The suction approach to boundary layer management was researched by NASA and others but never came into practical use because of the energy required for suction and the frequent blocking of the pinholes used by insects and miscellaneous debris.
As for the development of LENR, there are similarities with electricity, personal computers, and the Internet.
. Due to the work of Faraday and Maxwell, the basic physics of electromagnetism was understood fairly well by the mid 19th century, but the technology and devices for practical application took another two or three generations. The ensuing technological revolution continues today and defines much of modern life.
As for PCs, even as they were first developed and came to market, it took two decades before the essential ancillary concepts and technologies of the graphic user interface and computer mice were developed and marketed. The Xerox Corporation famously invented them at their PARC facility but then dropped the effort as a diversion from their core business of copy machines.

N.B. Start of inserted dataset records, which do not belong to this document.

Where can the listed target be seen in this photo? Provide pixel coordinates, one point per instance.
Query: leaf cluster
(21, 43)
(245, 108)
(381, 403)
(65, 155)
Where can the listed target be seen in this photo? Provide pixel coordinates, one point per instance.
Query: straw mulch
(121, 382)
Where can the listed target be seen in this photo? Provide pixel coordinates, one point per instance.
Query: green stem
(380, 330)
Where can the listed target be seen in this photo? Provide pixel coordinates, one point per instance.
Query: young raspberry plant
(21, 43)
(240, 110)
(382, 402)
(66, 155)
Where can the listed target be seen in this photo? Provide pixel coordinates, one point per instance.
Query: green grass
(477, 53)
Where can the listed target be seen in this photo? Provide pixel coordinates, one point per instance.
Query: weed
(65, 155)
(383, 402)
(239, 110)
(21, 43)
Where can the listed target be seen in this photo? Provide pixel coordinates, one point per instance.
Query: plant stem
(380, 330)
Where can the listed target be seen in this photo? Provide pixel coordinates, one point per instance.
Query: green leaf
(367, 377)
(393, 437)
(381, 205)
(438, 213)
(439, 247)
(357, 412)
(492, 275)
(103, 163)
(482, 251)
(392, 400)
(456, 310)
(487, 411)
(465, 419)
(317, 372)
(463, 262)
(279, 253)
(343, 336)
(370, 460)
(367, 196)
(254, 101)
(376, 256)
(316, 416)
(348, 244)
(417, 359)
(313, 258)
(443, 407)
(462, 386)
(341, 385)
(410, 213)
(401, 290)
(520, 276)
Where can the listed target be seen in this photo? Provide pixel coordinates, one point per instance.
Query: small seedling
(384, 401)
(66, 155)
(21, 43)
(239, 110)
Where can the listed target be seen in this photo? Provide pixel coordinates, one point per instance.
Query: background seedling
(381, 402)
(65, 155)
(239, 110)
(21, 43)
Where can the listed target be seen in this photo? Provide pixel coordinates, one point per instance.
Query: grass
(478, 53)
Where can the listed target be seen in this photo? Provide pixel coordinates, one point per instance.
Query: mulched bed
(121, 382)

Steve Jobs and Bill Gates though got tours of PARC and saw the means to take personal computers from a hobbyist niche to mass application. And Gates and his crew recognized that good software was needed and could be protected and paid for via copyright.
The Internet was first developed by DARPA as a way for the US government to link and get better use from the supercomputer centers that they had set up at various universities around the country. Yet Dale Lickliter, the key figure in DARPA's funding and management of the first routers and the resulting DARPA net, recognized the revolutionary potential of the technology and insisted on the open communication protocols that define the Internet.
I see LENR as handicapped by the lack of both any practical devices and the absence of a proven and widely accepted physics theory to guide research and development. I expect though that both will be remedied within the next few years, which will then trigger a massive investment of time and money into the field.
There is a theory that for us to understand and apply the technology of UFOs requires just a handful of innovations in physics and technology over the next hundred years or so. Perhaps LENR will open the way to doing so.